We have seen outsider presidencies before—we once elected a former peanut farmer followed by a former movie actor. But Jimmy Carter was a former state senator and one-term governor of Georgia, and Ronald Reagan had been a two-term governor of California. The steep learning curve for this president in terms of understanding the legislative, budgetary, and national security decision-making processes is steeper than that of any previous president. And the notion of Trump adopting a presidential temperament seems a bit of a stretch, at least for now.
As for the president’s moral authority and credibility, he has yet to gain begrudging acceptance, let alone approval, of a majority of Americans. Earlier this week in a scathing editorial, The Wall Street Journal wrote, “If President Trump announces that North Korea launched a missile that landed within 100 miles of Hawaii, would most Americans believe him?

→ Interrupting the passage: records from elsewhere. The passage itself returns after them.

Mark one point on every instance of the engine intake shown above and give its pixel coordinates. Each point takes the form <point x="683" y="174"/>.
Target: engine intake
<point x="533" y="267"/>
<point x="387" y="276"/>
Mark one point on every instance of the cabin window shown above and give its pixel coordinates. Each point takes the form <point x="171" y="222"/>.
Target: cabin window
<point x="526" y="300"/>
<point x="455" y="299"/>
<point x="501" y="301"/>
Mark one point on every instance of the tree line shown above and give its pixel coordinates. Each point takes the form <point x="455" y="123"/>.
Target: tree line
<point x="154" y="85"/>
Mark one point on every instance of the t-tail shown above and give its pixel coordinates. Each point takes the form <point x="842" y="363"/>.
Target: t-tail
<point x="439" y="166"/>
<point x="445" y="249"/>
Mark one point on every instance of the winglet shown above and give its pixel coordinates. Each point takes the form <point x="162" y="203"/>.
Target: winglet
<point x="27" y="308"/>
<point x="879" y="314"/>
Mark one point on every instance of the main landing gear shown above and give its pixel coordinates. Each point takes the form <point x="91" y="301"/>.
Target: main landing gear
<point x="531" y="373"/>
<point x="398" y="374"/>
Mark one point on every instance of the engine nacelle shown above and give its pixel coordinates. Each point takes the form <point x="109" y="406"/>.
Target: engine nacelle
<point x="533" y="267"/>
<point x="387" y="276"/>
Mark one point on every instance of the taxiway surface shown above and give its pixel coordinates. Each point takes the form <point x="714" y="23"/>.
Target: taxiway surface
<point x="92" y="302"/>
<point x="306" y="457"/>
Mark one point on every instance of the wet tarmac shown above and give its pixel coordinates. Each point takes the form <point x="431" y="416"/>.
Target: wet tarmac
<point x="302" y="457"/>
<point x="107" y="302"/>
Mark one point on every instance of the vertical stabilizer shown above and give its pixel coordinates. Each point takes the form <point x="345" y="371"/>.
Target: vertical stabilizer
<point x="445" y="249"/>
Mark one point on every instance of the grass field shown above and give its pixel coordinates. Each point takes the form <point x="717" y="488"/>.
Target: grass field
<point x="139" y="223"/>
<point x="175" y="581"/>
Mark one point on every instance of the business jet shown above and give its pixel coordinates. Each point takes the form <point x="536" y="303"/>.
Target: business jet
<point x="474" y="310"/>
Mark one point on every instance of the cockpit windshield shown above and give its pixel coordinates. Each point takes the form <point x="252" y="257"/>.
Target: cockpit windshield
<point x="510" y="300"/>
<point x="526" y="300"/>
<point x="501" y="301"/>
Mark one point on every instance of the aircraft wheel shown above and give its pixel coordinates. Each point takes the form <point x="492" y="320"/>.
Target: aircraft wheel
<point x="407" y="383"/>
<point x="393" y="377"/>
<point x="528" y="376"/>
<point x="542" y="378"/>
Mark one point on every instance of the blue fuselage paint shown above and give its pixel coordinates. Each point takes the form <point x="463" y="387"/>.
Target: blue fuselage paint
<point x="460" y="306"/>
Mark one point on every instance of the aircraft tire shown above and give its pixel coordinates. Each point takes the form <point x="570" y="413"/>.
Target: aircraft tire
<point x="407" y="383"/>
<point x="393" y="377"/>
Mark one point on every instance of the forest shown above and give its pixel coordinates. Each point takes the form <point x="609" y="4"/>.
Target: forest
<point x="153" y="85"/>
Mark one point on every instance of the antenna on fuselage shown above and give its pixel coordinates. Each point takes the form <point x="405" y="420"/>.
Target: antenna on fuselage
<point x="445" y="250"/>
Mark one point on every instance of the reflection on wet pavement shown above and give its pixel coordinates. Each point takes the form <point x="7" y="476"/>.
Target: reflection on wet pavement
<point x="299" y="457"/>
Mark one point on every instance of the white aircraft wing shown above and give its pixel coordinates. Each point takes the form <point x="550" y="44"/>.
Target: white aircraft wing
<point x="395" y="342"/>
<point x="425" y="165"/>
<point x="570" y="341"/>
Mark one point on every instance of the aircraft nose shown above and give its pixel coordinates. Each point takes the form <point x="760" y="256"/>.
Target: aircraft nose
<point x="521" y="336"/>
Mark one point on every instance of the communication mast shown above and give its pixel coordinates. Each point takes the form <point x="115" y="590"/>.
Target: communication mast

Would the rest of the world?”
It’s hard to see what good can come from a president who seems to lack any self-discipline, who approaches everything tactically rather than strategically, with a staff seemingly more bitterly divided than previous White Houses. The administration as a whole has not made the conversion from a campaign to a governing mentality.
It may well not end up being death by a thousand cuts for this White House, but to make the case otherwise requires some extremely positive thinking.